Gewahrsein (I) - es ist verwickelt

Die Einzigartigkeit jedes Standpunktes, jedes Blickwinkels kann offenbar nur "überwunden" werden, indem der Standpunkt zu anderen Standpunkten wechselt. Und wiederkehrt. In solchem Wechsel allein, der auch als stetige Änderung erscheinen kann, liegt die Einheit der Welt.

Das Erfassen dieser dynamischen Einheit geht über bloßes Bewusstsein hinaus, weil Bewusstsein (I) immer zu umschreibender Kondensation neigt, das heißt zur Bildung symbolischer, quasistatischer Gegenstände. Dagegen ist der Wechsel zu anderen Standpunkten - anderen individuellen Einstellungen - natürlich offener. Die Wahrnehmung dieses Wechsels nenne ich deshalb Gewahrsein.

Gewahrsein ist also niemals "fest". Es ist immer das Werden von etwas anderem, genauer gesagt von vielem anderen: Es entsteht ständig aus dieser Wechselbewegung und besteht nur in ihr. Es ist damit auch Wahrnehmung von Potential.

Doch wessen Potential? Nein, nicht unseres, falls mit "unser" ein quasistatisches Selbstbild gemeint sein soll. Denn ein solches Bild wäre schon weitgehend festgelegt. Stattdessen, um beispielsweise von der Individualität eines Beamten zu der eines Hobbykünstlers zu wechseln, muss der Beamte "aufgelöst" und neu zum Künstler verdichtet werden. Nicht der Beamte hat sich bewegt, sondern der Wechsel vom einen zum anderen wurde unterschiedlich zusammengewickelt. Dabei sind sich sowohl der Beamte als auch der Künstler ihres alternativen Selbst gewahr. Außerdem sind sich beide der potentiellen Blickwinkel auf dem Weg vom Büro ins Atelier und wieder zurück gewahr. Und sie sind sich darüber hinaus der möglichen Einstellungen im Kino oder Theater gewahr. Und der unterschiedlichen Positionen innerhalb des Büros, des Ateliers und des Zuhauses.

Das Gewahrsein ändert sich zwar mit jeder Einstellung, aber es bezieht alle potentiellen Standpunkte ein. Mal hat der eine Vorrang - er ist mehr real und weniger potentiell -, mal der andere. Mal ist das Gewahrsein beschränkter, zum Beispiel auf die Seiten einer Akte, dann wieder offener mit Blick ins Leben. Aber selbst in der Akte kommt gelegentlich der Künstler zum Tragen, und im Künstler der Pedant. Und Zuhause alle beide.

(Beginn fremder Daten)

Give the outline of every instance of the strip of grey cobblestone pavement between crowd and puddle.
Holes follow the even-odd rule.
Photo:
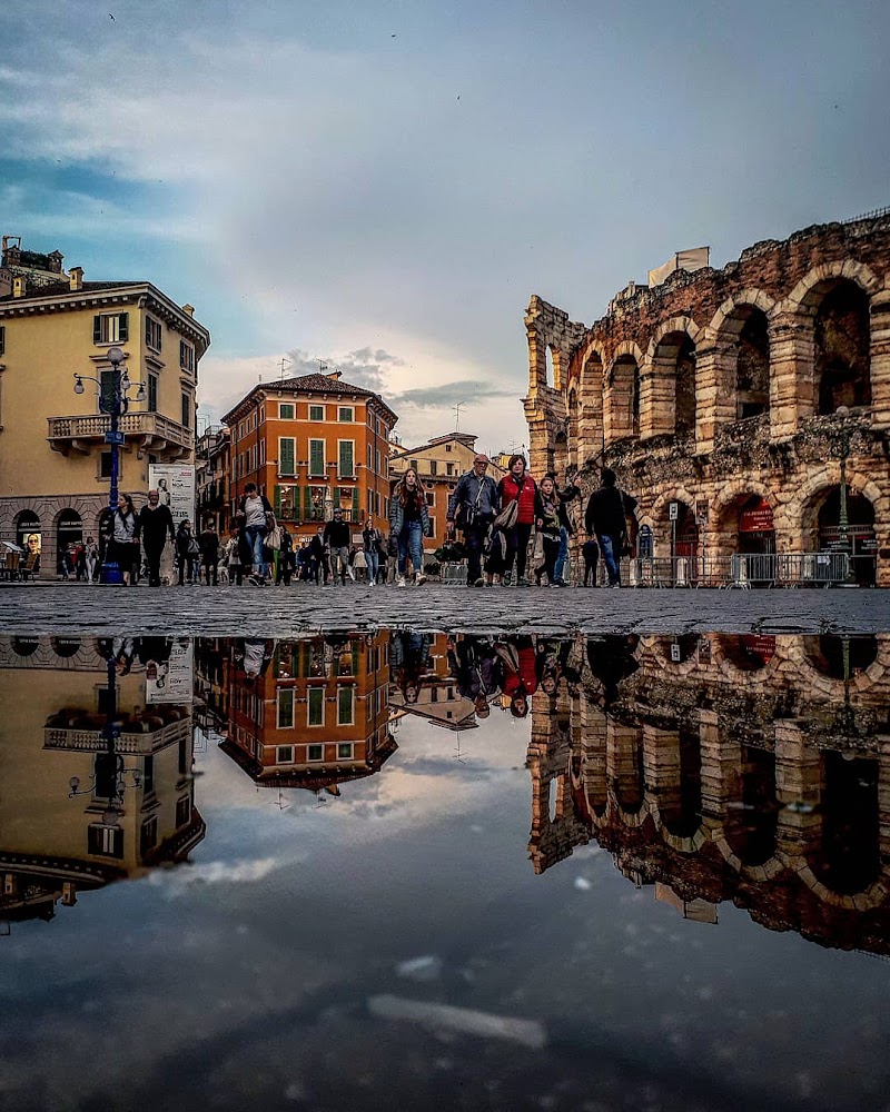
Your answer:
[[[285,637],[375,627],[469,633],[881,633],[890,590],[610,590],[0,585],[0,634]]]

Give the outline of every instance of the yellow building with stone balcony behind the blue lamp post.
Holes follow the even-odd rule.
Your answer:
[[[41,550],[52,577],[70,543],[98,538],[108,505],[108,351],[123,350],[134,389],[120,418],[119,485],[137,505],[150,463],[191,463],[198,363],[210,334],[148,281],[85,281],[62,256],[3,237],[0,265],[0,540]],[[85,393],[73,393],[75,375]],[[96,379],[97,381],[90,381]],[[132,400],[137,384],[145,401]],[[33,538],[37,538],[34,540]],[[30,544],[29,544],[30,542]]]

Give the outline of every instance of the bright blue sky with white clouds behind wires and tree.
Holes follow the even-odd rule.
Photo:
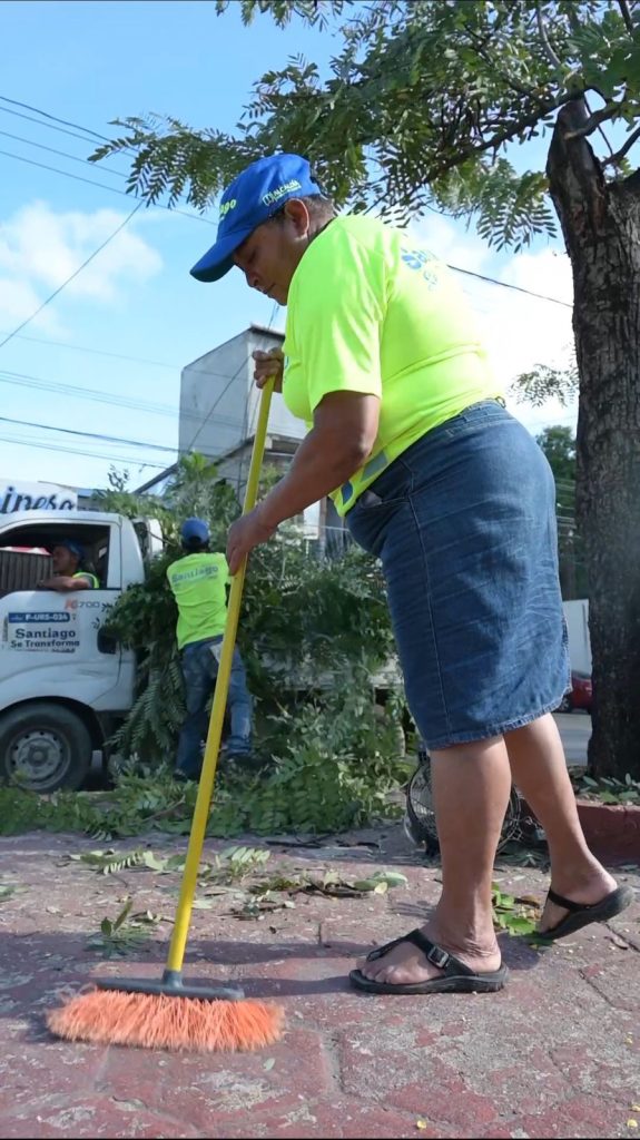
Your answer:
[[[259,17],[245,28],[239,6],[219,18],[208,0],[19,0],[2,5],[1,22],[2,40],[13,47],[3,59],[0,95],[105,135],[110,133],[109,120],[151,111],[171,113],[194,127],[232,128],[252,82],[263,71],[284,65],[297,51],[325,66],[335,47],[329,35],[297,22],[282,32],[270,18]],[[0,100],[0,132],[6,132],[0,133],[0,152],[123,188],[128,168],[122,157],[92,169],[48,153],[32,144],[77,158],[87,157],[91,147],[16,112],[32,114]],[[527,157],[533,157],[531,150]],[[0,154],[0,333],[27,317],[133,205],[108,189]],[[544,241],[515,258],[495,255],[473,231],[435,214],[418,228],[451,263],[564,300],[571,296],[559,243]],[[130,469],[133,482],[150,478],[156,470],[151,464],[172,462],[180,368],[249,321],[268,324],[272,314],[271,302],[249,293],[237,272],[222,286],[205,286],[189,277],[189,267],[214,236],[215,227],[200,219],[140,210],[24,335],[0,349],[1,416],[126,437],[167,450],[92,442],[0,421],[1,478],[104,486],[109,457],[117,467]],[[566,352],[568,309],[463,280],[486,319],[506,380],[535,359],[551,363]],[[276,325],[282,319],[278,314]],[[16,382],[8,383],[11,378]],[[107,391],[113,400],[129,402],[80,399],[61,385]],[[553,408],[528,414],[533,429],[561,416],[566,422],[567,413]],[[9,437],[30,446],[7,442]],[[43,443],[68,451],[34,446]],[[73,454],[77,450],[100,457]]]

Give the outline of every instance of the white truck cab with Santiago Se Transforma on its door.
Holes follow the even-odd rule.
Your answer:
[[[82,544],[98,589],[38,589],[47,553]],[[134,654],[101,630],[121,592],[162,549],[159,526],[93,511],[0,515],[0,780],[39,792],[80,788],[131,708]]]

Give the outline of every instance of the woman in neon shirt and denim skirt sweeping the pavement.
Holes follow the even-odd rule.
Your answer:
[[[392,994],[501,990],[491,882],[511,779],[549,842],[545,936],[632,901],[586,847],[551,716],[569,669],[549,464],[507,412],[453,275],[410,229],[336,215],[306,160],[261,158],[223,192],[218,239],[191,272],[213,282],[233,266],[287,306],[284,355],[256,353],[256,382],[274,376],[309,434],[231,527],[230,572],[331,495],[381,561],[432,757],[440,902],[351,982]]]

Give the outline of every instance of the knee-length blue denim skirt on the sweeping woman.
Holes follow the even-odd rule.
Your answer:
[[[409,708],[427,748],[519,728],[569,684],[547,458],[497,400],[395,459],[347,513],[381,560]]]

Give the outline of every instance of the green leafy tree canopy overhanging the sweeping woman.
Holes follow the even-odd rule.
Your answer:
[[[543,172],[523,172],[504,146],[548,135],[558,109],[589,93],[602,106],[588,113],[585,135],[627,124],[625,146],[606,160],[625,173],[640,115],[640,23],[617,0],[239,7],[245,24],[270,15],[279,27],[303,21],[333,33],[329,73],[301,56],[266,71],[233,132],[163,115],[116,120],[124,132],[92,157],[133,152],[130,188],[147,202],[184,197],[205,210],[253,158],[297,150],[340,204],[401,219],[427,206],[475,214],[489,242],[518,249],[555,223]]]

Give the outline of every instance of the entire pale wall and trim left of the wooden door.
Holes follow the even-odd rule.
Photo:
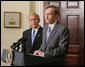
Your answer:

Geistig wechseln wir schneller als psychisch oder körperlich, denn Psyche und Körper sind "gefestigter". Die psychische Wechselstruktur ist tiefer verwickelt, und auch der Körper ist das Ergebnis von relativ stabilen Wechseln ("Wechselwirkungen"), die wir kaum überschauen. Doch es gibt strenggenommen keine Stelle, an der wir sagen können "Jetzt haben wir die Position gewechselt", denn "wir" bestehen ausschließlich aus verwickelten Wechseln. Es gibt im Grunde nur Gewahrsein.

Doch wer gewahrt den Wechsel des Gewahrseins? Eine schöne Fangfrage.

In Wirklichkeit ist Gewahrsein immer Wechsel zwischen anderem Gewahrsein, nämlich zwischen Perspektiven der ganzen Wechselei. Das Gewahrsein wechselt wie gesagt den Rang, die Hierarchie der potentiellen Einstellungen. Wenn das "Beamtenwesen" spricht, schweigt die Inspiration überwiegend und umgekehrt. Wessen sich der Beamte jedoch ebenfalls gewahr ist, ist der Nachrang seines Gewahrseins im Gewahrsein des Künstlers (und so weiter). Mit dem Gewahrsein wechselt dann auch die ganze Verschachtelung von absteigenden Prioritäten, Blickwinkeln und Drehungen.

Was also gewahren wir kurz gesagt?
  • Alles Einzigartige ist in allem Einzigartigen enthalten.
  • Der Wechsel der Einzigartigkeit ist das Natürlichste der Welt.